First of all thanks to the community for helping me out. So I am running up against an issue that I can’t quite figure out how to address. I am currently writing a program in R and in Stan that looks at mediation with latent variables. I am running in to an issue with keeping it flexible and general. I have figured out how to send a variable number of mediators to Stan, but I am getting stumped by sending a non constant number of indicators per mediator. For example I have the code running if I want to send 4 or 5 or 6 mediators with a constat number of indicators such as all of the mediators have 4 indicators or 10 mediators. But I am not sure on how to handle if the first 2 mediators have 5 indicators and the rest of them have 3 indicators. I have one work around, but I am very dubious of the execution. Check out a snippit of my code:
Rcode
# Looping Indicators
ni = 5 # Sample size indicator
ji = 2 # Mediator count indicator
fli = 1 # Factor Loading indicator
ci = 1 # Class Indicator
# Simulation Conditions
set.seed(1234) # Set seed for reproducibility
N = c(50,100,250,500,1000) # Sample Sizes Investigated
J = c(5,7) # Number of mediators investigated
K = c(5,5,5,5,5,3,3) # Number of indicators per mediator
Km = max(K) # Maximum K value
lambda_fl = c(0.8,0.5) # Factor Loading Strengths Investigated
L = lapply(K, function(k) rep(lambda_fl[fli], k))

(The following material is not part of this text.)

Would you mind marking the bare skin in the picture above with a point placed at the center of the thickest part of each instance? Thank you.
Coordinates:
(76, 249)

L1 = rep(c(lambda_fl[fli]), times = J[ji]) # First Factor loadings
beta_a = c(.59,.36,.11,0,0,0.36,0) # Mediator regression strengths from X to Mi.
beta_b = c(.59,.36,.11,0,0,0,0.36) # Mediator regression strengths from Mi to Y.
beta_c = 0 # Direct X to Y regression strength
......
stan_data <- list(N = N[ni], J = J[ji], K = K, Km = Km, L1 = L1,
I = I_list,
X = med_data$X,
Y = med_data$Y)
Stan Code
data {
int<lower=1> N; // Number of observations
int<lower=1> J; // Number of mediators
array[J] int<lower=1> K; // Number of indicators per mediator
int<lower=1> Km; // Largest number of indicators on a single mediator
vector[J] L1; // First Factor Loadings L1; // Factor Loadings
array[J] matrix[N, Km] I; // Indicator data for mediators
vector[N] X; // Independent variable
vector[N] Y; // Dependent variable
}
parameters {
vector[J] beta_a; // Regressions of X on M[J]
vector[J] beta_b; // Regressions of M[J] on Y
real beta_c; // Regression of X on Y
matrix[J,Km] lambda_I; // Indicator loadings of M[J]
matrix<lower=1e-20>[J,Km] sigma_I; // Std dev of indicators
vector<lower=1e-20>[J] sigma_M; // Std dev of mediators
real<lower=1e-20> sigma_Y; // Std dev of Y
matrix[N,J] M; // Latent scores for Mediators
}
model {
// Priors
for(j in 1:J){
for (k in 1:K[j]) {
sigma_I[j, k] ~ cauchy(0, 2.5); // Indicator standard deviations
lambda_I[j, k] ~ normal(0, 10); // Indicator factor loadings
}
beta_a[j] ~ normal(0, 10); // Regressions from X to M[j]
beta_b[j] ~ normal(0, 10); // Regressions from M[j] to Y
sigma_M[j] ~ cauchy(0, 2.5); // Standard deviations for M[j]
}
beta_c ~ normal(0, 10); // Regression from X to Y
sigma_Y ~ cauchy(0, 2.5); // Standard deviation for Y
The problem comes with the declaration of the data I, and parameters lambda_I and sigma_I. So I currently have this being declared as matrices where the dimensions are set to the largest number of indicators per mediator. The problem that I have with this is then there are like ghost columns for the smaller number of indicators and I think that that will have issues with respect to Stan utilizing priors on those values and affect the calculations. I feel like I have all of the info that I need to be able to have an array of matrixes of variable size for my I data, but I cannot figure out how to do it. I have the data simulated correctly in R, and my code runs smooth if the number of indicators (variable K) is constant per mediator. Let me know if you would like to see some more of the code.